A dita «lide», lida à luz dos verbos «interpretar», «aceder» e «desfrutar», coloca a população portuguesa num papel mais de consumidora que de produtora, importando mais (ou em primeiro lugar) não tanto ser capaz de escrever, produzir conhecimento e cultura, mas «comer» e «digerir» informação, conhecimento e cultura produzidos por outrem. O que é normal, porque, de outra forma, não teríamos um plano nacional de leitura, mas talvez um plano nacional de escrita ou um plano nacional de leitura e de escrita. Coloca-se a ênfase no conceito de democratização, em detrimento do de democracia. Até que ponto não conviria desenvolver, para uma verdadeira melhoria da qualidade de vida, simultaneamente os meios de acesso a produtos científicos e culturais e os meios de participação efectiva no processo de criação científica e cultural e no poder que lhe está associado?

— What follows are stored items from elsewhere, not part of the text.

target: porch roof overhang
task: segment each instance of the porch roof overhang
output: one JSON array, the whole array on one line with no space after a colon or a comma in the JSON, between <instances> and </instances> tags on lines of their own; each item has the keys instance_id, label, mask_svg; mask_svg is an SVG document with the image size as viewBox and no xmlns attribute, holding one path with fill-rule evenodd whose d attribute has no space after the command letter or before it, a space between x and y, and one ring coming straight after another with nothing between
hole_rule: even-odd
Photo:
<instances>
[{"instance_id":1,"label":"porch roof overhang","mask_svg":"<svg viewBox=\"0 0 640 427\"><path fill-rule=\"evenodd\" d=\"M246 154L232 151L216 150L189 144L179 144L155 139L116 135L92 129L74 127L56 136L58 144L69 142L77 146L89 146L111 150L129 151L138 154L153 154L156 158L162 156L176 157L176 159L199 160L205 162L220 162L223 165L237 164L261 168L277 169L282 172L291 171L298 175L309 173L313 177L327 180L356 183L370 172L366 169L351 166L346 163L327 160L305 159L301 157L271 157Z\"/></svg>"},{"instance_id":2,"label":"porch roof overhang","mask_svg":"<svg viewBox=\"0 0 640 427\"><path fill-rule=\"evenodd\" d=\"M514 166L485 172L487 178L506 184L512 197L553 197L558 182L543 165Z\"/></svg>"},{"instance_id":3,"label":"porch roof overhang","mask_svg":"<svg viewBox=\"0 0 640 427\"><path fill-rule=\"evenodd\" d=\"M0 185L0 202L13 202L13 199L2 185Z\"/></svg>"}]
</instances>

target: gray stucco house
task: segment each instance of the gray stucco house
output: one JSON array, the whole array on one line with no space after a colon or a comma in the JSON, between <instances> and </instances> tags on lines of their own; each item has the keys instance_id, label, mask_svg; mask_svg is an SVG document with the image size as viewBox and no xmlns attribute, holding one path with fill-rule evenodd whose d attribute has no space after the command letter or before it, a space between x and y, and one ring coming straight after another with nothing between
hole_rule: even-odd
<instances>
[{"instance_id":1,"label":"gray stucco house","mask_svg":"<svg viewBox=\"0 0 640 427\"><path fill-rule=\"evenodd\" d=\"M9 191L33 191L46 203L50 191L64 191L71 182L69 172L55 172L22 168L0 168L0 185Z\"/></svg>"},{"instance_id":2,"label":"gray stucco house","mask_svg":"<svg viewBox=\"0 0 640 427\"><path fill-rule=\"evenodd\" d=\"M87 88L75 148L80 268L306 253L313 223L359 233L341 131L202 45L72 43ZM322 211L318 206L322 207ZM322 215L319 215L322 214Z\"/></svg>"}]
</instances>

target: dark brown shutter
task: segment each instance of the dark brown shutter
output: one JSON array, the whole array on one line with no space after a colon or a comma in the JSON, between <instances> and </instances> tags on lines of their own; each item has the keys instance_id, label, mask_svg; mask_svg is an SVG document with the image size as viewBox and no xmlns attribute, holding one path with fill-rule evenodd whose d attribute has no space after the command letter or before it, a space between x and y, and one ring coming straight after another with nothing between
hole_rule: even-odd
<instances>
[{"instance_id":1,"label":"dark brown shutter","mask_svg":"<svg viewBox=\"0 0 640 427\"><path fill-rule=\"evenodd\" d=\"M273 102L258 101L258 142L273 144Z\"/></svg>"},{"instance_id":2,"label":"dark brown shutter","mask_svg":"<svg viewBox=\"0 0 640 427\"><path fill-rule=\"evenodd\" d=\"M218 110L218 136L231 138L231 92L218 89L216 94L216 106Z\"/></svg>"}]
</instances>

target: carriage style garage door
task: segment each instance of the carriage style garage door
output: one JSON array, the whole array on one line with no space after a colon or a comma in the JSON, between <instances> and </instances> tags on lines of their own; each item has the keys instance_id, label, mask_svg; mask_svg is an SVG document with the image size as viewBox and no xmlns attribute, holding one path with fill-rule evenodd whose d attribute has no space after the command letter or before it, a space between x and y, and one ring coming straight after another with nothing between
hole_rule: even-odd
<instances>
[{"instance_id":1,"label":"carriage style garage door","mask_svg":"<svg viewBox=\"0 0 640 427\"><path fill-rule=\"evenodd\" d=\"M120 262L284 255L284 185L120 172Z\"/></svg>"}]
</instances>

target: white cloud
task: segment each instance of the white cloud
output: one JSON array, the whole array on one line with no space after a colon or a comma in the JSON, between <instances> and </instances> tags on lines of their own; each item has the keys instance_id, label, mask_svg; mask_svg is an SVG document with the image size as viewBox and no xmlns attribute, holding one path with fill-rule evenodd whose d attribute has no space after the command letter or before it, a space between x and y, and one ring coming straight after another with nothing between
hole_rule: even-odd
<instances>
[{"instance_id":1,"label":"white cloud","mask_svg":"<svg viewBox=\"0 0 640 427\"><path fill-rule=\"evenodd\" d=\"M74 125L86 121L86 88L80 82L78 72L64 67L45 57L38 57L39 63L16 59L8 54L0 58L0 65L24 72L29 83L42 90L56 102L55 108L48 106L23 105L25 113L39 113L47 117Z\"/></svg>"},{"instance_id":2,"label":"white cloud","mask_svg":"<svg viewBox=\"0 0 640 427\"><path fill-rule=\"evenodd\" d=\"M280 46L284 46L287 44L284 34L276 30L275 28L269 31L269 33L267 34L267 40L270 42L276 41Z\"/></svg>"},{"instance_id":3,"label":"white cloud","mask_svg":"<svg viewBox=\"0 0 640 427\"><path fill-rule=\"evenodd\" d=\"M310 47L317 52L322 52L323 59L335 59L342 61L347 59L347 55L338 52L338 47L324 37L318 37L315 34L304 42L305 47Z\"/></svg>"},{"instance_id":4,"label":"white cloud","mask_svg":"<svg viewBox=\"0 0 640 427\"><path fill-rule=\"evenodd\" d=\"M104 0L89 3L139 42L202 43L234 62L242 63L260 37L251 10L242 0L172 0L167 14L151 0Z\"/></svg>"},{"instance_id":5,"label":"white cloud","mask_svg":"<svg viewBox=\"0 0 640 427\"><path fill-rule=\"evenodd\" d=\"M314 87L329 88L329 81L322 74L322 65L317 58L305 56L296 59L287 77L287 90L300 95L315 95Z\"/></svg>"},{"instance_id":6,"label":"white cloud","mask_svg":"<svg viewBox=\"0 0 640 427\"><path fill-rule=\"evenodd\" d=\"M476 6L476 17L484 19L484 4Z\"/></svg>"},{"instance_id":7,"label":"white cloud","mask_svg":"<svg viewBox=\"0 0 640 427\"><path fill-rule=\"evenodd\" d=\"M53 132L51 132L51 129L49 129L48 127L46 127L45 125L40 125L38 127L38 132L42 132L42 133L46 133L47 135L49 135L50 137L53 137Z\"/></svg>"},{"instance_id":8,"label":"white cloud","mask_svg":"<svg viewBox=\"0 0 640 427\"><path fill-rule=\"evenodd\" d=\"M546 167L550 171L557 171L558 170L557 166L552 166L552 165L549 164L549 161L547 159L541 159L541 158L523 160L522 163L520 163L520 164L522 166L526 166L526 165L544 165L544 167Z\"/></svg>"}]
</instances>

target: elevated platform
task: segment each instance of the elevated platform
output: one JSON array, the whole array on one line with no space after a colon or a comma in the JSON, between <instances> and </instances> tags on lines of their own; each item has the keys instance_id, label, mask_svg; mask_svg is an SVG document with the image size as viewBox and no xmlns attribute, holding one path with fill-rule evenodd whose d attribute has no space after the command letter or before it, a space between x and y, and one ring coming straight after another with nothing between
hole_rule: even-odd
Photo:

Os anexos 2 e 3 do Relatório do PNL (Ministério da Educação, 2006) são constituídos por textos de carácter descritivo da execução dos programas da Rede de Bibliotecas Escolares (RBE) e da Rede de Bibliotecas Públicas, do Instituto Português do Livro (IPL), do Instituto Português do Livro e da Leitura, do Instituto da Biblioteca Nacional e do Livro, do Instituto Português do Livro e das Bibliotecas (IPLB), não havendo desenvolvimento algum relativamente a qualquer tipo ou modelo de avaliação da intervenção levada a cabo desde há uma década no caso da RBE, e desde há mais de duas décadas no caso do IPL.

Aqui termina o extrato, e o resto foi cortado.